Beyond pandemic shutdowns
By drawing on the current experience in the US there’s an opportunity to build cover that is future-proofed. It focuses on what the idea of loss is based on, for example a loss which is the result of an order from a state government to shut down non-essential business.
“There’s a pandemic behind the current shutdown, but the real answer to the question ‘why is the restaurant not open?’ is that it is because the government told it to close,” Schupp says.
“The business was told to close because of the pandemic today, but it could be for some other reason tomorrow, whether that is extreme weather, an industrial accident, because the internet or the grid goes down, or we have social unrest.”
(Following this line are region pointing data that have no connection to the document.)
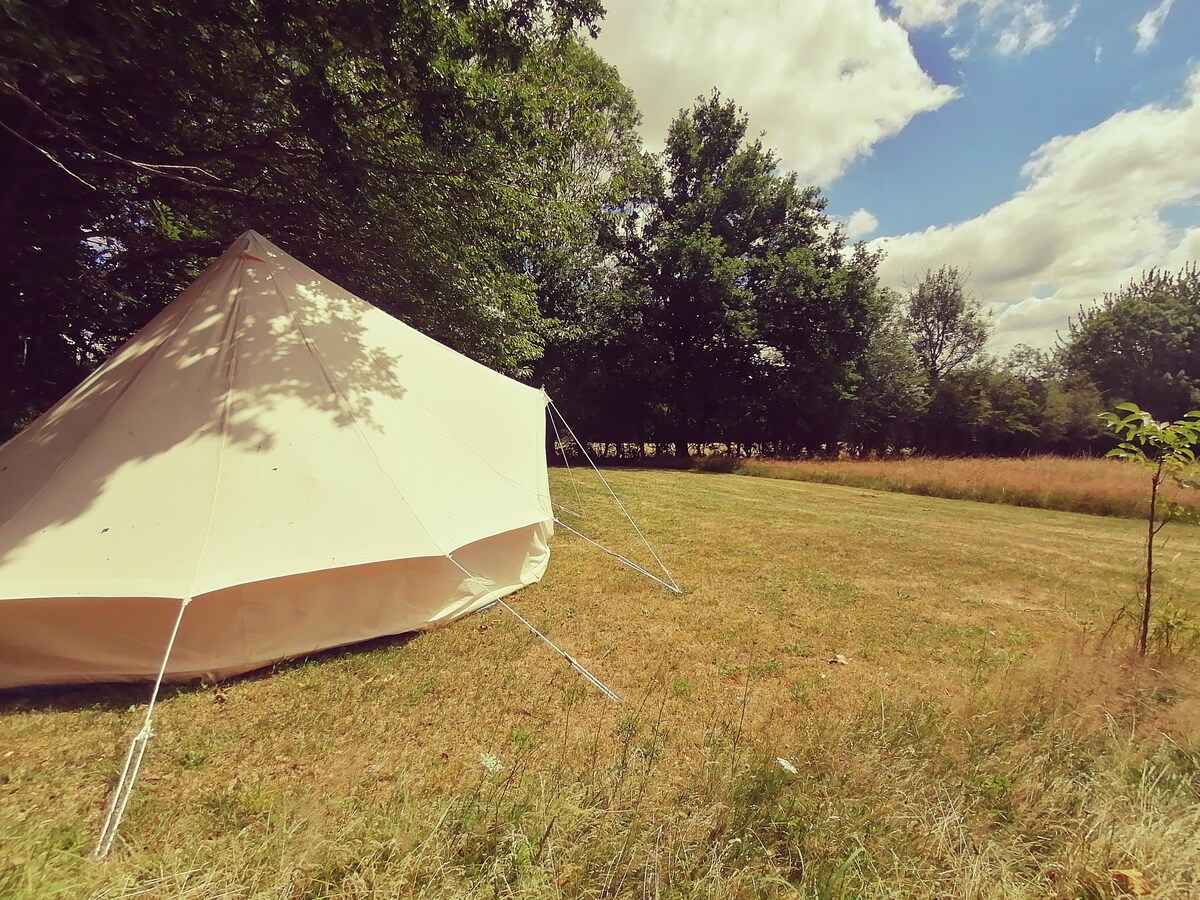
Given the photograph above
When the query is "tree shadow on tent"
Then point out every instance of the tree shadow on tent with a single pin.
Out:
(221, 366)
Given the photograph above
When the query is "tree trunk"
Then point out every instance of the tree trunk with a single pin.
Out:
(1150, 564)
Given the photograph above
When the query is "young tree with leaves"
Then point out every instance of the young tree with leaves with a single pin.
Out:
(1168, 451)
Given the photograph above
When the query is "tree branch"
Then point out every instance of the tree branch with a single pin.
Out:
(160, 169)
(48, 155)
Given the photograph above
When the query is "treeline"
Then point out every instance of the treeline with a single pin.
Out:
(474, 168)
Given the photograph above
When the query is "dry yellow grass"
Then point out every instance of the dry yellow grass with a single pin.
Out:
(1097, 486)
(981, 743)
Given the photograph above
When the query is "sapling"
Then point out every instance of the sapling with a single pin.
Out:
(1168, 451)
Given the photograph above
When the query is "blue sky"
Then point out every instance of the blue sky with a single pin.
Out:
(966, 157)
(1051, 148)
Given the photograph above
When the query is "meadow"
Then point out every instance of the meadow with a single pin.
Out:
(1104, 487)
(859, 694)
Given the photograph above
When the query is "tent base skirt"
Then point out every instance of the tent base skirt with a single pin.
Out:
(239, 629)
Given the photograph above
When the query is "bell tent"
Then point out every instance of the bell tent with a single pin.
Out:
(270, 467)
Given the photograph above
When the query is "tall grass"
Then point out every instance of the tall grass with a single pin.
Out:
(984, 739)
(1103, 487)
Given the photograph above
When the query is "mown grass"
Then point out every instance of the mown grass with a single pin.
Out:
(982, 741)
(1097, 486)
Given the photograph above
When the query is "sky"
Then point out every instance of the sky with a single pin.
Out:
(1048, 148)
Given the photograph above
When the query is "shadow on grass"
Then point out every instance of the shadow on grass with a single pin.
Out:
(75, 697)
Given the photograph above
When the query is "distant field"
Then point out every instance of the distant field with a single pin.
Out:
(982, 739)
(1104, 487)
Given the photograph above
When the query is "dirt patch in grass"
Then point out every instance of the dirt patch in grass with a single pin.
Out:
(981, 741)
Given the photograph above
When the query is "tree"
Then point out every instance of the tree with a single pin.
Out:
(891, 389)
(1143, 342)
(753, 310)
(948, 327)
(1168, 451)
(364, 136)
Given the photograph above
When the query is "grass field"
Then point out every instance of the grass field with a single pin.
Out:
(1105, 487)
(982, 739)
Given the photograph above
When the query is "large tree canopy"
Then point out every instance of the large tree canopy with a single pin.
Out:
(754, 312)
(1143, 343)
(367, 137)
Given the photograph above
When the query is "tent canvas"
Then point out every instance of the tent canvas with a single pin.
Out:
(307, 471)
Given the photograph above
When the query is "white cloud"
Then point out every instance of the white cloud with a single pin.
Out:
(1031, 27)
(1149, 25)
(1090, 219)
(1019, 25)
(861, 223)
(826, 79)
(921, 13)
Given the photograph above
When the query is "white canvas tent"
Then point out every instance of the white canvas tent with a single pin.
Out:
(289, 465)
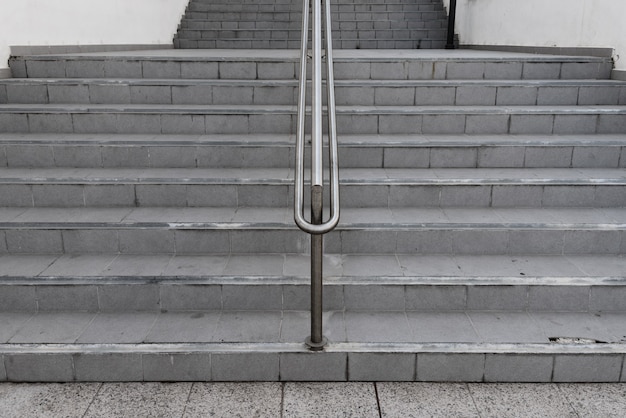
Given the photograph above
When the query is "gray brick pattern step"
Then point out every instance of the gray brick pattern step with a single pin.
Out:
(271, 25)
(145, 217)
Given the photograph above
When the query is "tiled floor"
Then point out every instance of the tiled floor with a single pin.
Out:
(388, 399)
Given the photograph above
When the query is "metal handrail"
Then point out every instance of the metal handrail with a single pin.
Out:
(317, 226)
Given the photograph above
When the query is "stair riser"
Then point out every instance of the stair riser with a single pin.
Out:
(200, 24)
(100, 293)
(294, 35)
(244, 156)
(367, 122)
(297, 7)
(353, 196)
(242, 364)
(447, 240)
(384, 70)
(285, 94)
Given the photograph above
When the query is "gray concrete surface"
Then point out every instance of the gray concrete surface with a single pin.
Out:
(314, 399)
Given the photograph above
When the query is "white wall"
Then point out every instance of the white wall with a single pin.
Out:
(87, 22)
(546, 23)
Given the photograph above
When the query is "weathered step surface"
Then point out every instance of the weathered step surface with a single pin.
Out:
(274, 150)
(386, 188)
(281, 64)
(285, 92)
(234, 119)
(270, 230)
(219, 345)
(276, 25)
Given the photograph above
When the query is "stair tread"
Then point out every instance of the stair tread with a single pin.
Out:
(293, 269)
(397, 176)
(473, 328)
(339, 55)
(346, 140)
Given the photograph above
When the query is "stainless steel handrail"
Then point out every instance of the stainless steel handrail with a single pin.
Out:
(316, 226)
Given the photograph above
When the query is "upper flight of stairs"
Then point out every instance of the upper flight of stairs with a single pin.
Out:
(364, 24)
(146, 230)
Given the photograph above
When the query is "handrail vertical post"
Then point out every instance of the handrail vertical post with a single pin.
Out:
(451, 23)
(317, 227)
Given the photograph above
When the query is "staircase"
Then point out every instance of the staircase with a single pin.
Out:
(357, 24)
(146, 231)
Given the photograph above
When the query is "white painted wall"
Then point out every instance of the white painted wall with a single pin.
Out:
(87, 22)
(561, 23)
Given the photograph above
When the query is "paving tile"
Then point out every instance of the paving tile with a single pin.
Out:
(442, 327)
(587, 368)
(184, 327)
(425, 400)
(328, 399)
(186, 367)
(39, 367)
(514, 400)
(119, 328)
(47, 400)
(53, 328)
(248, 326)
(140, 399)
(602, 400)
(234, 399)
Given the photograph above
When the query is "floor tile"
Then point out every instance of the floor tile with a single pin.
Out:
(329, 400)
(425, 400)
(234, 399)
(46, 400)
(596, 400)
(515, 400)
(140, 400)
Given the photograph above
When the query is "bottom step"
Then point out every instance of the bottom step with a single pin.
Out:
(266, 346)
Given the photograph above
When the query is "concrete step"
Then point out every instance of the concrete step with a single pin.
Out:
(345, 24)
(281, 119)
(367, 283)
(270, 230)
(274, 151)
(345, 6)
(266, 346)
(283, 64)
(295, 34)
(285, 92)
(371, 188)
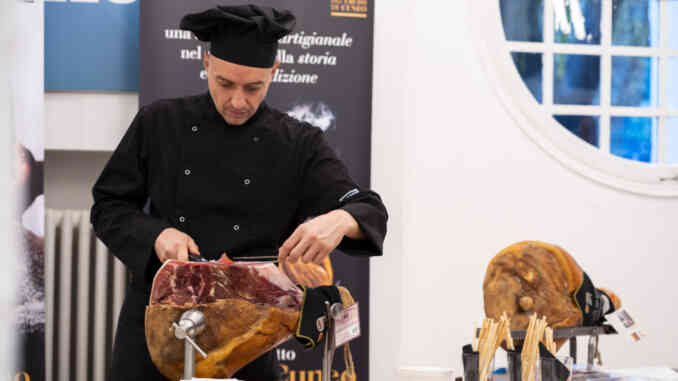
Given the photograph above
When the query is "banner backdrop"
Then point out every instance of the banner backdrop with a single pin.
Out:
(325, 78)
(27, 149)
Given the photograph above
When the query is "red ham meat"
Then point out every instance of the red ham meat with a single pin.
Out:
(190, 283)
(249, 307)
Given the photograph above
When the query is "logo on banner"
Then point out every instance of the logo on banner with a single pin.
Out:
(348, 8)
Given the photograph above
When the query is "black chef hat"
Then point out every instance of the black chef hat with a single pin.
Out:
(245, 35)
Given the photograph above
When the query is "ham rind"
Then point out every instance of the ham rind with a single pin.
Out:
(182, 283)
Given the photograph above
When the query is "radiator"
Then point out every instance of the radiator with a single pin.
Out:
(84, 287)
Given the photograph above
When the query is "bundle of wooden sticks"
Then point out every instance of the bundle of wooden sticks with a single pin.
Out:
(492, 334)
(537, 331)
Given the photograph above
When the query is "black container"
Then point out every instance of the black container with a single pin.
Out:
(551, 368)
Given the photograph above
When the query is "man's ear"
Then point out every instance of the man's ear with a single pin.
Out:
(206, 60)
(275, 67)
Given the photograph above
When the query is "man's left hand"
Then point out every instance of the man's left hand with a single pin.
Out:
(313, 240)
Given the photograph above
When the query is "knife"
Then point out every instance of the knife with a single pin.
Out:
(197, 258)
(265, 258)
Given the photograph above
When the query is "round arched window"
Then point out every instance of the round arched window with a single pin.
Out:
(599, 83)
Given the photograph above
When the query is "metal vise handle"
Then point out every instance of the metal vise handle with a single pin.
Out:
(192, 322)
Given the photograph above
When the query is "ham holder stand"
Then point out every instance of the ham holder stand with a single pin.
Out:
(572, 333)
(193, 322)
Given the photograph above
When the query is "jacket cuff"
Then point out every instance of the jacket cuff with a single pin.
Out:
(372, 245)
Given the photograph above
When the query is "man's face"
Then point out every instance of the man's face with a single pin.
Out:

He says it would be short-sighted for a new solution to focus only on the pandemic risk, when the risk we should be focused on is the risk that a state government needs to shut down non-essential businesses.
“You won’t even know what those risks are until they happen. Then we’re going to be chasing ourselves and thinking ‘gosh, too bad this wasn’t a pandemic because we had a solution for that’,” he explains.
Returning to the example of terrorism cover, Schupp says it took more than a year after 9/11 for TRIA to be enacted.
“It takes time. You need to understand what you went through, you need to sort through what the dynamics were and have a robust debate about the solution.
“For 9/11 the industry rolled up their sleeves, they jumped in. It doesn’t feel that way now.” Schupp questions whether the industry will be able to extract all the insights and learnings for this pandemic as they did from 9/11 when they’ve largely not been involved and have not had the engagement in managing COVID-19 claims.
But he adds: “I do think we’re going to go through a period of time collectively learning, and I hope we take the time, before we jump into a solution, to fully understand the problem we’re trying to solve.”